Yesterday, for the seventh time since the start of the year, a US warship sailed through the Taiwan Strait. The transit by the Arleigh Burke-class guided-missile destroyer USS Russell took place on the 31st anniversary of the Tiananmen Square crackdown, when thousands of Chinese students were killed for demanding democracy and freedom in China.
For its part, China is currently conducting exercises in the area, with amphibious landing operations in a rehearsal of a possible invasion of Taiwan.
The European Union has also criticised China’s new legislation, but has distanced itself from Trump's decision to put economic and financial pressure on China.
Meanwhile, to curb China's geopolitical aims, about 18 Western lawmakers have set up a transnational group from the United States, Europe, Australia, Canada and Japan to plan actions against Beijing’s growing strength.
In Asia itself, some countries are also increasingly concerned about China’s activism.
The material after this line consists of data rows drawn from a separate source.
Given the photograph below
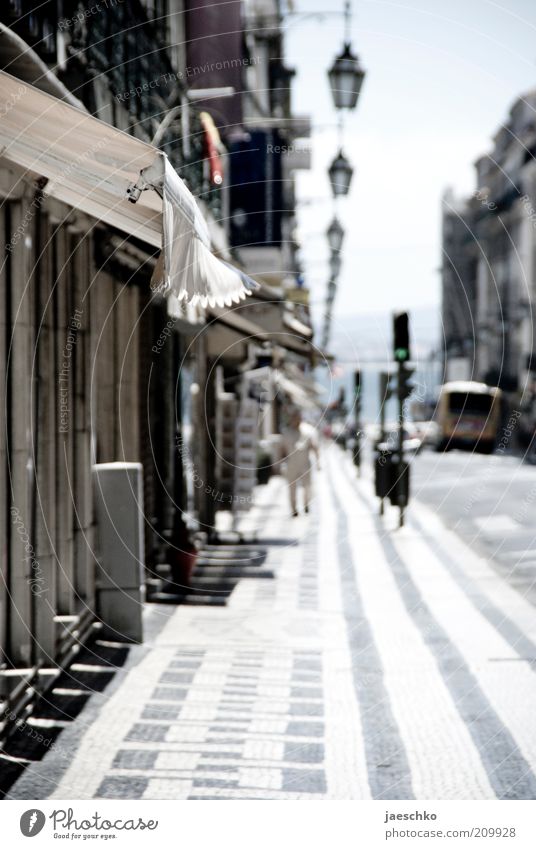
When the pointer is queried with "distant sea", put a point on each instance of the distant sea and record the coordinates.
(427, 379)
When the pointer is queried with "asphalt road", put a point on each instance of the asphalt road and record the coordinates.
(490, 501)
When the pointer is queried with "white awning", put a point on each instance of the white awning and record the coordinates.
(91, 166)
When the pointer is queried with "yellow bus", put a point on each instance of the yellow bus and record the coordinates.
(468, 414)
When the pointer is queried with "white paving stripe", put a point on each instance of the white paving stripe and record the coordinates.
(443, 759)
(504, 597)
(94, 755)
(499, 523)
(507, 682)
(345, 759)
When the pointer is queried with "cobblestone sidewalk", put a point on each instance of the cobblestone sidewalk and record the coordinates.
(376, 664)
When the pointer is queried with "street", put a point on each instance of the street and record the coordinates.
(375, 663)
(489, 503)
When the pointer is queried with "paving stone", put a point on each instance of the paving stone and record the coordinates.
(122, 787)
(139, 759)
(304, 752)
(147, 732)
(304, 780)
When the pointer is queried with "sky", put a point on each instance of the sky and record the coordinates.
(441, 78)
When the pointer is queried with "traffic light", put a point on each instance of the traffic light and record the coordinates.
(405, 387)
(401, 337)
(357, 384)
(386, 390)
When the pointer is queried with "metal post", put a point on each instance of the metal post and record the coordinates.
(401, 496)
(384, 382)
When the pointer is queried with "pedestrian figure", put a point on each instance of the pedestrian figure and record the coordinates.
(299, 442)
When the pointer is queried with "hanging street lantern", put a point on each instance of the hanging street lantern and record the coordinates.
(335, 234)
(340, 174)
(345, 79)
(335, 263)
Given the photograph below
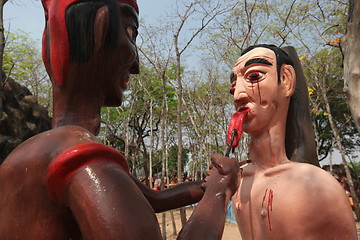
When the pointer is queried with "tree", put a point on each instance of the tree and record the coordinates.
(23, 61)
(2, 45)
(350, 45)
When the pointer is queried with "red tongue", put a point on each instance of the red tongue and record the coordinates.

In an op-ed in Foreign Affairs, Singapore Prime Minister Lee Hsien Loong notes that the US presence in the Asia-Pacific region is vital, and that China will not be able to weaken the US in Southeast Asia.
In doing so, Lee is following in the footsteps of his predecessor and father, the late Lee Kwan Yew, prime minister and founder of the city-state, who insisted that China's power must be counterbalanced and that only the US could do so.
In another reversal for China, the Philippines on Wednesday scrapped its earlier decision to end a 20-year military deal with the United States. Together with Vietnam, Malaysia, Brunei, Taiwan, the Philippines is opposed to China’s territorial claims in the South China Sea.
Indonesia, which has tried to steer clear of any row with China in regional disputes, has also taken a stand against Beijing. In an official note sent to the United Nations in late May, Jakarta takes the view that China’s Nine-Dash line, that is its historic demarcation in the sea, has no legal basis and violates the UN Convention on the law of the sea.